GM corn plantings revive in Europe, thanks to pest pressure


The proportion of European Union corn grown from genetically modified seed this year reached a record level – if still a small one, as worries over an insect pest prompted Spanish farmers to hike plantings.

European Union farmers this year sowed 136,337 hectares of genetically engineered corn, from the only variety - a 20-year old Monsanto product – that the bloc has approved for growing.

That area was small compared with the 8.80m hectares that farmers seeded with corn overall.

However, at 1.6%, it represented the biggest proportion since the Monsanto variety, so-called MON810, was approved in 1998.

It also represented an increase of more than 19,000 hectares year on year, and the first rise since 2013, when the area of the EU planted with GM corn hit a record 148,658, data from US Department of Agriculture bureaux in Europe showed.

'Abnormally high pest pressure'

The increase reflected solely increased plantings in Spain, by far the EU's biggest grower of genetically modified corn, where seedings recovered to more than 129,081 hectares, as farmers sought to counter elevated levels of the corn borer, a moth larva which MON810 has been engineered to resist.

"Unusually warm conditions prevailing in summer 2015 contributed to an abnormally high pressure of the corn borer, which led to higher use of the [GM] corn in 2016," the USDA bureaux said in a report.

The corn yield in Spain - where more than 35% of sowings this year were of MON810 - rose by 8.5 tonnes per hectare this year to 116.5 tonnes per hectare, underling its status as the highest-yielding producer in the EU, albeit this year with its result ranking equal to that of the Netherlands, according to data from industry group Coceral.

The adoption of GM corn in Spain is also enhanced by a relatively relaxed distribution chain, with the report noting that the country's feed grain elevators "do not keep separate production lines for GE and non-GE corn.

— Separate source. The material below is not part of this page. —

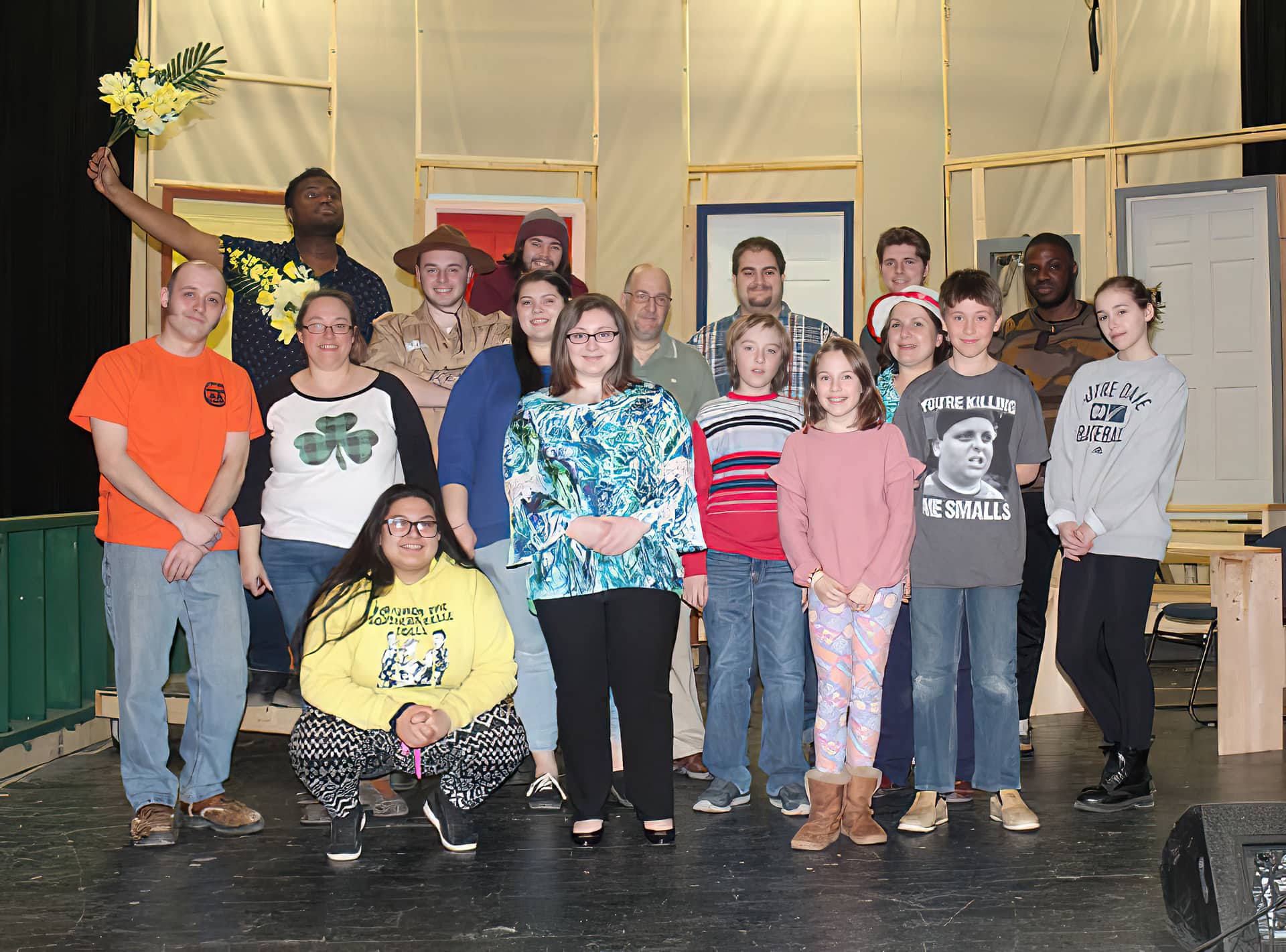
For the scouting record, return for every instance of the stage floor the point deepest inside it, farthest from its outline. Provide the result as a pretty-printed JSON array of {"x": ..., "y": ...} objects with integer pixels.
[{"x": 68, "y": 878}]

"Practically all marketed feed contains GE [genetically engineered] soybean as a source of protein, and consequently it is default labelled as 'contains GE products'."

Czechs out

By contrast, in the Czech Republic, area continued to decline last year, by 72% to 112,000 hectares, encouraged by hiccups for farmers in selling GM crop.

"[GM corn] area has gradually decreased due to difficulties in marketing the corn commercially," the report said, adding that farmers use the crop "for biogas production and on-farm cattle feeding".

And in Romania, sowing with GM corn was wiped out entirely, down from 771,000 hectares in 2014, as "complex traceability rules have discouraged farmers.

"Feed manufacturers and livestock farmers prefer to avoid segregation in the warehouses and to reduce the paperwork associated with the use of GE corn."

'Increasingly difficult'

Despite the continued low take-up of genetically modified corn, in the face of consumer unease over the technology, elevated feed imports from countries which do employ it mean that GM crops are widely consumed away in the EU, the bureaux said.

While trade data "do not differentiate between conventional and GE varieties… The share of GE products in total imports is estimated at around 90% for soybeans, less than 25% for corn, and less than 20% for rapeseed".

Indeed, as the "global cultivation of GE crops expands, it is increasingly difficult for European importers to source non-biotech soybean products".